Saturday, February 19, 2011

IBM Watson brain similar to the human being

IBM Supercomputer, which Watson shellacked higher human samples of danger during the exhibition game news this week, is powered by a 90-cluster server and attacked the network storage (NAS) with 9 .6TB of data.

In the end, though, his brain has only 80% of the processing power of a human brain.

Tony Pearson, master inventor and senior consultant at IBM, he explained that Watson uses only about 1 TB to process real-time answers to the questions of danger after configuring its storage back-end as RAID and then killing over data to be loaded into memory the system server in the cluster.

Pearson cited estimate technology futurist and author Ray Kurzweil that the human brain can hold approximately 1.25TB of data and performs approximately 100 teraflops. In comparison, Watson is an 80-teraflop with 1 TB of memory.

"So is 80% human," said Pearson. "Yes, we could have dealt with many other information. We could have put more memory on each server, but once we have the answers to three seconds, we don't need to go beyond ".

Pearson explained that reach the threshold of three second response was only a matter of simple math.

The original algorithm identified threaded on a single core processor took two hours to scan and memory to produce a response. So IBM technologists divided only two hours to 2880 CPU, who produced the ability to answer questions in three seconds.

If IBM Watson were only a few other human Jeopardy contestant, viewers probably would have tuned in using such an overwhelming victory. However, interest in the man vs machine battle gave the show its highest ratings in nearly six years.

Competition between humans and computers have long captured the imagination of the public. Remember that the chess match between the 1996 computer Deep Blue IBM and world champion Garry Kasparov?

In this case, however, Watson has more in common with humans more Deep Blue. Like us, he uses only a small percentage of its huge storage capacity to answer questions.

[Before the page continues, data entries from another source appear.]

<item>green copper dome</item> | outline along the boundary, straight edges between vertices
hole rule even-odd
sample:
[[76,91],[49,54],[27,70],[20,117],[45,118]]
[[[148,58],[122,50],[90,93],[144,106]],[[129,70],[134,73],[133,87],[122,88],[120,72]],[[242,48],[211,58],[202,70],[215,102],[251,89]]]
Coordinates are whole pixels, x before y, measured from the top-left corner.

Behind Watson simple scribble in front of the monitor that used it as a competitor of danger are 90 IBM Power 750 Express powered by 8-core processors--four on each machine for a total of 32 processors per machine. The servers are virtualized by using an implementation KVM (kernel-based Virtual Machine), creating a server cluster with a total processing capacity of 80 teraflops. A teraflop is a trillion operations per second.

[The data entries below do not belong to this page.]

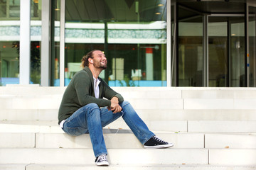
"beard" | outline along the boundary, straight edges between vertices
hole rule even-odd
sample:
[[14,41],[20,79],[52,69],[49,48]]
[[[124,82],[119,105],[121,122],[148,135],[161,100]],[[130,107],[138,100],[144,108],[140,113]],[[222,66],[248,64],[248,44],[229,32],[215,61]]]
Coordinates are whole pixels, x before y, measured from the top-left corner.
[[107,69],[107,61],[105,62],[105,63],[103,64],[102,62],[97,62],[97,61],[93,61],[93,66],[95,68],[98,68],[98,69]]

On top of processing power, each server has 160 GB DRAM to provide the complete machine with nearly 15 TERABYTES of memory.

On the backend of the computer is a general parallel File System SONAS (GPFS from IBM). SONAS, or NAS, scalability is a Linux-based cluster system files that IBM released almost exactly a year ago.

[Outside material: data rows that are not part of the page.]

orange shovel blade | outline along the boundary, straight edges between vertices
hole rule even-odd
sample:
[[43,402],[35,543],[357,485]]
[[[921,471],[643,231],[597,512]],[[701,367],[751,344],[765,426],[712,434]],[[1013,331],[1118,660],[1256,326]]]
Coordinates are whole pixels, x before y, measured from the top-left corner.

The clustered storage model provides massive throughput due to a larger port count that comes from the compilation of many archiving servers together into a single pool of drives and processors all work on a similar task and everyone can share the same data through a single global namespace. In other words, all disk drives appear as a large pool of storage capabilities from which they can draw Watson.

Watson SONAS is populated with 48 450 GB serial ATA (SATA) hard drives for a total of 21.61TB capacity in a RAID 1 (mirrored); that leaves 10 TB of raw data that is used by Watson every time it starts. Three terabytes of which, however, is used for the operating system and applications.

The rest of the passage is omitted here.